Fortune Character Institute, a research center based in Shanghai, recently reported that luxury purchases within China decreased by 11 percent to $25 billion last year.
But overseas spending by Chinese consumers is on the rise, with a 9 percent increase to $81 billion reported for 2014. Consultancy firm Bain & Company also reports that consumers traveling overseas accounted for 55 percent of luxury spending last year, and that purchases through relatives, friends, and professional agents called daigou made up another 15 percent. Chinese consumers now account for 29 percent of luxury spending worldwide. The entire global luxury market is worth $250 billion.
Other factors besides the government crackdown are encouraging Chinese shoppers to seek out new products abroad. After import and consumption taxes, luxury goods tend to cost more in China than they do in other countries. The abundance of fake luxury items in the Chinese market has also made consumers wary about buying domestically: fake luxury goods in China outnumber authentic items by six to one.
“These fakes find their way onto e-commerce platforms, even boutiques in second- and third-tier cities,” says Tina Zhou of Fortune Character Institute. “Brands don’t have the energy to get rid of these fakes. That is another reason for Chinese people buying in Paris and Milan — they know they are buying the real thing, from the source.”
Poor customer service in Chinese stores is also turning off consumers from shopping domestically. For its China Luxury Forecast 2015, the public relations firm Ruder Finn interviewed 1,616 people, only 19 percent of which said they were “very satisfied with service received on the mainland.”
Chinese consumers are also traveling more than ever, spending $129 billion on international travel during 2014 alone. Higher disposable incomes and fewer travel restrictions are driving the boom.
Hong Kong and South Korea are popular shopping destinations for luxury consumers “because of their proximity, favorable tax initiatives, competitive exchange rates and cultural familiarity.” During the first 11 months of 2014, the number of Chinese travelers visiting South Korea increased by 40 percent to 5.7 million, a 43.5-percent share of arrivals. Chinese tourism accounted for 1.9 percent of total domestic retail spending in South Korea in 2013, a total of almost $6 billion. That number is expected to grow to $29.8 billion in 2020 to comprise 7.7 percent of the national total.
Duty free operations are also taking off with Chinese travelers. Dubai DutyFree currently employs 398 Chinese workers, with another 211 expected for this year. Chinese passengers accounted for about 4 percent of total traffic at the Dubai International Airport last year, a total of 1.35 million travelers.

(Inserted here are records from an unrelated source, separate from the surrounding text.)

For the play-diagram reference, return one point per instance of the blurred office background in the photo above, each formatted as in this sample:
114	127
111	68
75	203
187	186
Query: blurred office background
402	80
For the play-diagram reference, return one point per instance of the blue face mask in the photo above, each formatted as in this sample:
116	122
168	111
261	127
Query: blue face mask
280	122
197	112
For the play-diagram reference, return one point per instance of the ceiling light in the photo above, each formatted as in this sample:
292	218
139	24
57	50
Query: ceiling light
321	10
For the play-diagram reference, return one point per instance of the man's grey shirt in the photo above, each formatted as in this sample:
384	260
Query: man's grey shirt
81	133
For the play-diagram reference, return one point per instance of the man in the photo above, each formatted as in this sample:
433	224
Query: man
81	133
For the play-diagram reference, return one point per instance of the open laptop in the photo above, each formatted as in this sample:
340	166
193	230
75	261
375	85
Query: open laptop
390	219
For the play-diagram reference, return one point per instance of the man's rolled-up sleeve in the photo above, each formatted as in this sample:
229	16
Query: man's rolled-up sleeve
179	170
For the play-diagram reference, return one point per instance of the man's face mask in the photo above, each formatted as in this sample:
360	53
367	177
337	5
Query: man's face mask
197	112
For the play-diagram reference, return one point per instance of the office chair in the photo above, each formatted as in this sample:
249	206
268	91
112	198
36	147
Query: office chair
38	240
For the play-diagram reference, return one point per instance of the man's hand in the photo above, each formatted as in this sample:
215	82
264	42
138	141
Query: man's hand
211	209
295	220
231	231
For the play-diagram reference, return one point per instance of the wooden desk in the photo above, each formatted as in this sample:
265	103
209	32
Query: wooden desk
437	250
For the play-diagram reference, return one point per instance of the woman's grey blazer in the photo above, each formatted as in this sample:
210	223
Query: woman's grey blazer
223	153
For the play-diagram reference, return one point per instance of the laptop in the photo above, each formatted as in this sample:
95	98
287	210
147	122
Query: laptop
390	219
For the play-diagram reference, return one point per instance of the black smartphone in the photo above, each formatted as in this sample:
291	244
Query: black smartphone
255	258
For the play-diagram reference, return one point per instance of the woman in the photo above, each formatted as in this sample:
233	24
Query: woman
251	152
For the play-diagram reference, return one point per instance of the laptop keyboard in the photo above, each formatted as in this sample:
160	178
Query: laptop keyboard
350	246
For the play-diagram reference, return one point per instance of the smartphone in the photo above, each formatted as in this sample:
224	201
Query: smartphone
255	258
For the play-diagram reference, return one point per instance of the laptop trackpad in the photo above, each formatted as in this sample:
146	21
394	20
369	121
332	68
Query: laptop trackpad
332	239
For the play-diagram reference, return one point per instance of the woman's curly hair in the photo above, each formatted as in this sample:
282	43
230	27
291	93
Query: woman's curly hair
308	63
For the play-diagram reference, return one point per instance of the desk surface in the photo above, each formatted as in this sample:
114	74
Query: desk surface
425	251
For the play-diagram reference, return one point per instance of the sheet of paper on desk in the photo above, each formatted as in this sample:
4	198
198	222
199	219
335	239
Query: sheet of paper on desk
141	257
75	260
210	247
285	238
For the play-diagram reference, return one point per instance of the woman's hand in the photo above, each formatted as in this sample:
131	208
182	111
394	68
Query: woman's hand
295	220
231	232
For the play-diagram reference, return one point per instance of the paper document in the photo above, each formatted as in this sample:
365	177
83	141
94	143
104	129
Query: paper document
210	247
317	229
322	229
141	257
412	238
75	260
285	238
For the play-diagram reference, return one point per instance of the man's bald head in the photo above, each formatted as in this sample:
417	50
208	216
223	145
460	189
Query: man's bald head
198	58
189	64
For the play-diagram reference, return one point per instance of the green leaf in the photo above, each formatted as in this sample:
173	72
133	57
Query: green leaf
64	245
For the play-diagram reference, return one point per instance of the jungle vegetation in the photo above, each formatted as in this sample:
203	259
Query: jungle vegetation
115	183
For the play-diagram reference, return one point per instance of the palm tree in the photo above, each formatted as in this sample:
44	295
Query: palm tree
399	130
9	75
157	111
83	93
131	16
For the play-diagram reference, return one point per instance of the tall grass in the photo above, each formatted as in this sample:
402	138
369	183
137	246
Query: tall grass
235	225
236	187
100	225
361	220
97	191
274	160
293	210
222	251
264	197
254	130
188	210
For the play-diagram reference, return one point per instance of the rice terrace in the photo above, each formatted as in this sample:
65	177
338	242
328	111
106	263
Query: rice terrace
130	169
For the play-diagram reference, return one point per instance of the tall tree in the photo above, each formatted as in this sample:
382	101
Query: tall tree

That number grew by 9.7 percent from 2013. Chinese travelers’ spending in Dubai in 2014 amounted to about $230 million, or 12 percent of total sales, with the most popular brands being Lancome, Omega, Longines, Estee Lauder, and Chanel.
London, also, has experienced a surge in Chinese shoppers. In the city’s West End, travelers from China now account for over 20 percent of all spending by tourists. Last February, sales on Bond Street to Chinese consumers “accounted for 27 percent of the total tax-free spending with an average transaction value of 1,500 pounds.” Jace Tyrrell, deputy chief executive of New West End Company, which represents 600 area businesses, commented on the boom in an interview with China Daily.
“There has been a phenomenal uplift,” Tyrrell says. “In 2014, Chinese shoppers accounted for over a quarter of tax-free sales on Bond Street, with visitor numbers from China increasing by 79 percent over the last four years and expenditure rising from 184 million pounds ($284 million; 249 million euros) to 492 million pounds.”